# I only Take Surge Trips...



## UberPissed (Aug 13, 2014)

I'm reading a lot of comments stating "I only take profitable rides / surge rides" etc. I understand what those words mean, but what does that look like when you are on the road. 

For example, it's almost 9pm in Chicago and downtown has no surge. If you were out on the road, do you just sign off and wait until you see a fare? Do you drive closer to a surge zone? Do you just call it a night? I ask because sometimes, like last Saturday in Chicago, almost the entire day was no surge, which is contrary to what I have experienced over the past few months. So in that situation would you just go home after a few hours? It seems like only taking surge trips is a good aspiration, but I think you make less money if you are sitting idle waiting for those good fares.
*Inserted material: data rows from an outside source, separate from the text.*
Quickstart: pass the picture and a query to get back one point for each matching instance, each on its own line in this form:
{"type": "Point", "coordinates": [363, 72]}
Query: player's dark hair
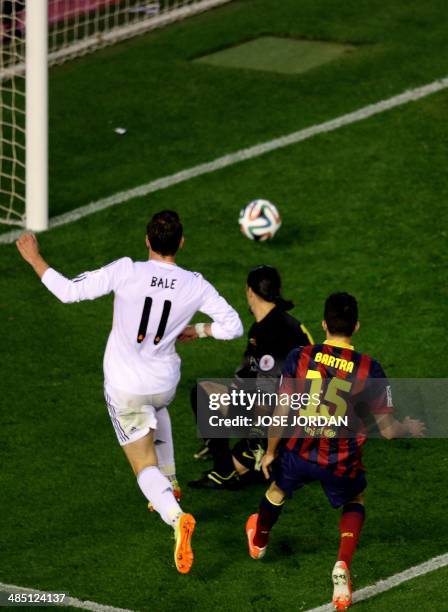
{"type": "Point", "coordinates": [165, 232]}
{"type": "Point", "coordinates": [265, 281]}
{"type": "Point", "coordinates": [341, 314]}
Your tips and tricks are appreciated.


----------



## wallae (Jun 11, 2018)

42 hours 50 trips 900 bucks
44 hours 51 trips 1200 bucks
I’m not driving anywhere for $.60 a mile
Period
I’ll take +7 if it’s just 7 minutes away
Longer is more

when there was no surge here a few years back I stopped going out
Stayed on the couch
I’m not being a slave for Dara for 8 an hour
Let him pick the F ers up


----------



## wallae (Jun 11, 2018)

I also refuse to play the quest game
F that 
Can you imagine if Walmart played the same stupid stuff 
5 an hour plus 50 if you stock 500 cans of beans


----------